Rembrandt's The Resurrection of Christ, c1635-39
Easter is an opportunity for Christians to affirm what the New Testament clearly declares, that Jesus Christ who died on the cross, actually rose again from the dead.
The apostles made clear that the resurrection of Jesus Christ is the pivotal doctrine of the Christian faith, for without this truth, they said, “our faith is vain”. It proves that Jesus Christ is who he claimed to be, and that he accomplished what he claimed to have come into the world to do.
The fact that God raised Jesus from the dead has massive implications for how we live now. The Easter story is evidence that God’s new creation has been launched upon this broken, messed-up world, and it points forward to the renewal and rebirth of the entire creation.
Since God declares in the resurrection of Christ that he intends to overcome sin and evil, it means that Christians, in the power of the Risen Christ, should work for justice and righteousness in our present world. That means that issues like poverty and the massive economic imbalance of our world need to be addressed with energy and commitment. If God is going to renew all things in Christ, then Christians are called to engage in a programme for change so that every form of sin and injustice is challenged and overcome.

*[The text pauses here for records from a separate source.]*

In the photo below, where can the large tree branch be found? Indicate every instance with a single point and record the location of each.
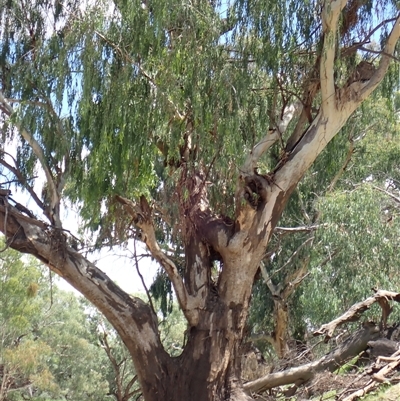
(141, 215)
(300, 374)
(270, 138)
(131, 317)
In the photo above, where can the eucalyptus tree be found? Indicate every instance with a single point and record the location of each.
(155, 119)
(344, 235)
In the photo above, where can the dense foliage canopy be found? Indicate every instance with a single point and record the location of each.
(188, 126)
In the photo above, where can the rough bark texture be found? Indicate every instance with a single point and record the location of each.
(209, 367)
(350, 348)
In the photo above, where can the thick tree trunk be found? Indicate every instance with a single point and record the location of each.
(209, 367)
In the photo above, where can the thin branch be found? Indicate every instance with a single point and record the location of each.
(330, 17)
(395, 198)
(272, 136)
(141, 216)
(354, 312)
(342, 169)
(294, 254)
(38, 151)
(127, 58)
(300, 228)
(141, 278)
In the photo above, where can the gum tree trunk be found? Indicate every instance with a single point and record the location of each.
(209, 367)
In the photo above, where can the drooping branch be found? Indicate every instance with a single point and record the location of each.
(131, 317)
(21, 179)
(53, 212)
(272, 136)
(141, 215)
(301, 374)
(385, 60)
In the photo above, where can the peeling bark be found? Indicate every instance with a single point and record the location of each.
(209, 367)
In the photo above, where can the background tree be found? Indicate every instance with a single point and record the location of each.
(157, 120)
(48, 348)
(338, 232)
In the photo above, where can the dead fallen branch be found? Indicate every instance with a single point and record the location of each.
(349, 349)
(354, 313)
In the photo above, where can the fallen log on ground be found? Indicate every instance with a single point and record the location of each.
(349, 349)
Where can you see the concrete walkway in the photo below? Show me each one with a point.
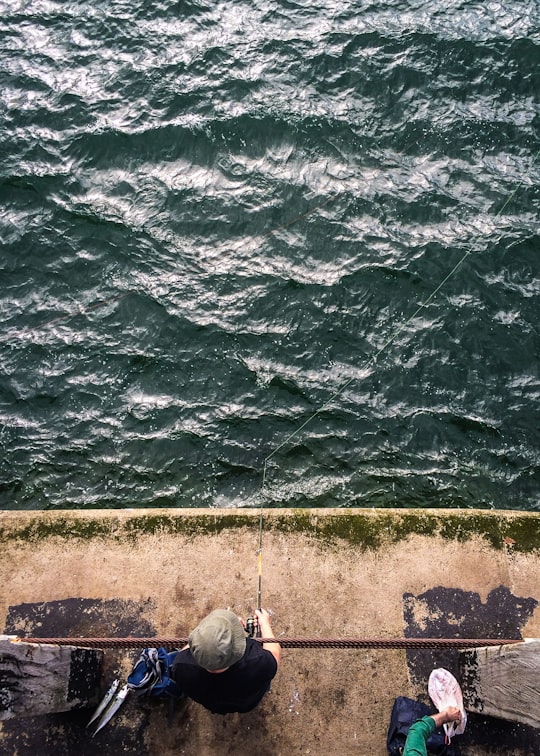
(326, 573)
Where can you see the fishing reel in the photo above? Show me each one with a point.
(252, 627)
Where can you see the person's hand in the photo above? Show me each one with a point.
(263, 619)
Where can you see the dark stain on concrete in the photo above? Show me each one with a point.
(66, 734)
(84, 674)
(453, 613)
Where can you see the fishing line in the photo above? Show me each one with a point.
(385, 345)
(370, 362)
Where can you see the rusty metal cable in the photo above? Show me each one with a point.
(407, 643)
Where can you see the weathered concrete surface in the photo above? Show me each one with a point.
(326, 573)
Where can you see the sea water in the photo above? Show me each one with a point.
(269, 253)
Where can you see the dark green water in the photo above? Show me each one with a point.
(221, 221)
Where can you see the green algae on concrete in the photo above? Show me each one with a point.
(364, 529)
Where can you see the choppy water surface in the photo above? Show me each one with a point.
(222, 224)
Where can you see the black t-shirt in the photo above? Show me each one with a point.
(239, 688)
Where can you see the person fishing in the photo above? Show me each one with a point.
(223, 669)
(419, 732)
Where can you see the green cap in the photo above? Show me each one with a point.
(218, 641)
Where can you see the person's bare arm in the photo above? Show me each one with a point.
(266, 632)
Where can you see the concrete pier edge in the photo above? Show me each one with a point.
(326, 573)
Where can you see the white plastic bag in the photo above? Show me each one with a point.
(444, 691)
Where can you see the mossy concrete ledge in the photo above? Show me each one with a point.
(326, 573)
(365, 529)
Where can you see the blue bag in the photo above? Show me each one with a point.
(406, 712)
(151, 674)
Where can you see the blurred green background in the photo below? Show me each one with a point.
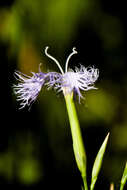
(36, 146)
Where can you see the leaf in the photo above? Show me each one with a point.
(124, 177)
(98, 163)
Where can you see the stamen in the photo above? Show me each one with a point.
(51, 57)
(73, 52)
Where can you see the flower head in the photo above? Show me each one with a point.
(70, 81)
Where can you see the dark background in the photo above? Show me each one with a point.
(36, 146)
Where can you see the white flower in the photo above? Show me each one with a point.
(70, 81)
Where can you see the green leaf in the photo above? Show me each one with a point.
(124, 177)
(98, 163)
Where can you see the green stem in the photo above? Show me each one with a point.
(78, 146)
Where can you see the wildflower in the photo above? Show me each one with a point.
(70, 81)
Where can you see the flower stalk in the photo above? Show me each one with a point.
(78, 146)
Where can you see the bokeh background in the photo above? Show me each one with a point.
(36, 145)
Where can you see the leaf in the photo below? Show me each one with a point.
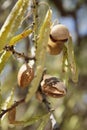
(5, 56)
(40, 54)
(43, 124)
(31, 120)
(72, 61)
(13, 22)
(3, 59)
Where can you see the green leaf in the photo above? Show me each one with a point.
(31, 120)
(40, 54)
(3, 59)
(72, 61)
(13, 22)
(43, 124)
(5, 56)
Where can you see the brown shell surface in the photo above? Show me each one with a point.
(55, 50)
(25, 75)
(52, 87)
(59, 32)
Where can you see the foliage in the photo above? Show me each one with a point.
(40, 35)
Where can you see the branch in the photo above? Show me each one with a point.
(13, 106)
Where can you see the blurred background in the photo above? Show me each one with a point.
(71, 111)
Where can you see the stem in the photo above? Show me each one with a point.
(11, 48)
(13, 106)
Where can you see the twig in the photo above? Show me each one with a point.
(13, 106)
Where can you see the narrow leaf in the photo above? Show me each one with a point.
(12, 22)
(40, 54)
(5, 56)
(71, 60)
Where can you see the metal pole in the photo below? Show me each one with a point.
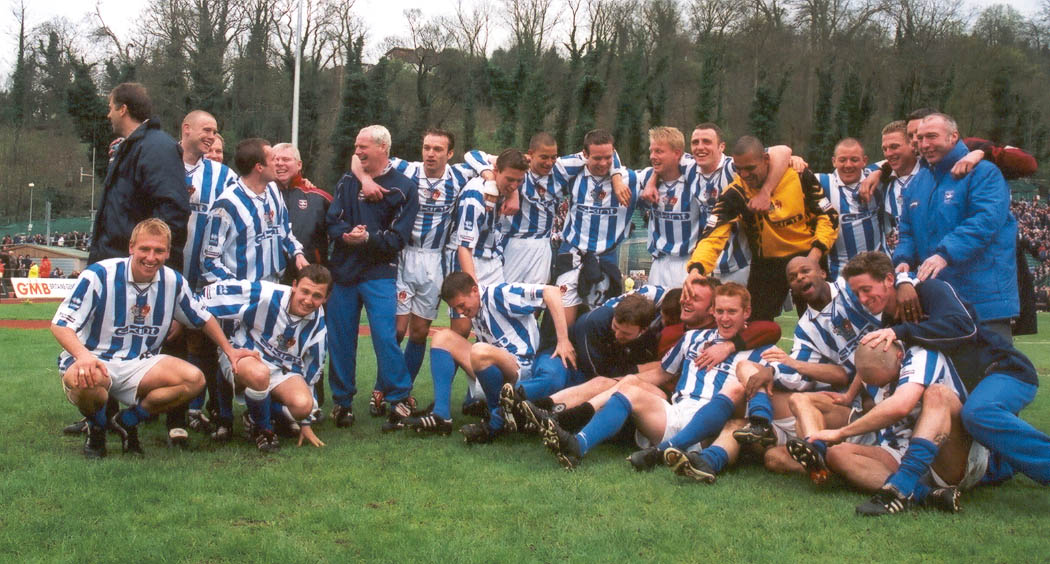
(295, 86)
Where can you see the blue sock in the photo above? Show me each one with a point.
(99, 418)
(259, 408)
(491, 380)
(706, 422)
(414, 357)
(920, 493)
(605, 423)
(821, 446)
(716, 457)
(443, 371)
(915, 463)
(133, 415)
(760, 408)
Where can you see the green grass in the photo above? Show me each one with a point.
(372, 497)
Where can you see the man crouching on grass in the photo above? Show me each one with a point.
(286, 325)
(111, 329)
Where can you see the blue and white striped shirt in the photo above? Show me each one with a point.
(437, 201)
(296, 345)
(860, 229)
(206, 180)
(118, 319)
(702, 384)
(736, 254)
(925, 368)
(595, 222)
(678, 216)
(249, 236)
(477, 222)
(505, 318)
(828, 336)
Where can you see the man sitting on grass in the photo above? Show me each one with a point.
(656, 418)
(286, 325)
(111, 329)
(503, 320)
(918, 400)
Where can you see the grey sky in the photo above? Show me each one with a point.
(382, 17)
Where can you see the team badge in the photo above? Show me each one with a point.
(140, 313)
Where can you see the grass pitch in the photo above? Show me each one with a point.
(371, 497)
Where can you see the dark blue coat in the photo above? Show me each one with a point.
(145, 179)
(967, 222)
(389, 223)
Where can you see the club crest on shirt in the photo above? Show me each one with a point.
(140, 313)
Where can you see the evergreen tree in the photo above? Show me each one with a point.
(353, 111)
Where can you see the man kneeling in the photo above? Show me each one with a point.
(286, 325)
(918, 400)
(111, 329)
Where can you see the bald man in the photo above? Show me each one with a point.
(918, 400)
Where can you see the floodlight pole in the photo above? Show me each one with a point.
(295, 86)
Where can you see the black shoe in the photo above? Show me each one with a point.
(480, 433)
(563, 443)
(759, 433)
(886, 501)
(945, 499)
(690, 465)
(533, 417)
(811, 459)
(95, 444)
(398, 413)
(129, 436)
(377, 408)
(179, 438)
(431, 424)
(343, 417)
(476, 408)
(646, 459)
(198, 421)
(266, 440)
(76, 427)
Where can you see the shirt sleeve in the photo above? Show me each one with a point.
(219, 234)
(77, 309)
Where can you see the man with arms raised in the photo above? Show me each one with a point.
(1000, 379)
(111, 329)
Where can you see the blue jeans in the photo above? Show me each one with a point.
(990, 416)
(343, 318)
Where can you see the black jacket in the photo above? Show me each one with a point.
(145, 179)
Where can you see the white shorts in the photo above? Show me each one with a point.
(527, 260)
(125, 376)
(487, 271)
(277, 375)
(977, 466)
(678, 415)
(419, 276)
(668, 271)
(739, 276)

The resurrection of Jesus Christ means that we not only apply the gospel to the major problems of our world, but that we also apply it to the intimate details of our personal lives. Christian holiness means that individually we learn to live in the new world created by the Easter.
While there are many parts of the world we cannot affect, there is one part of the world which we can do something about, and that is the person we each call “myself”. In the power of the new life of Christ, we confront sinful attitudes and practices in our own lives, and begin to live in a way that honours and reflects our Crucified and Risen Lord.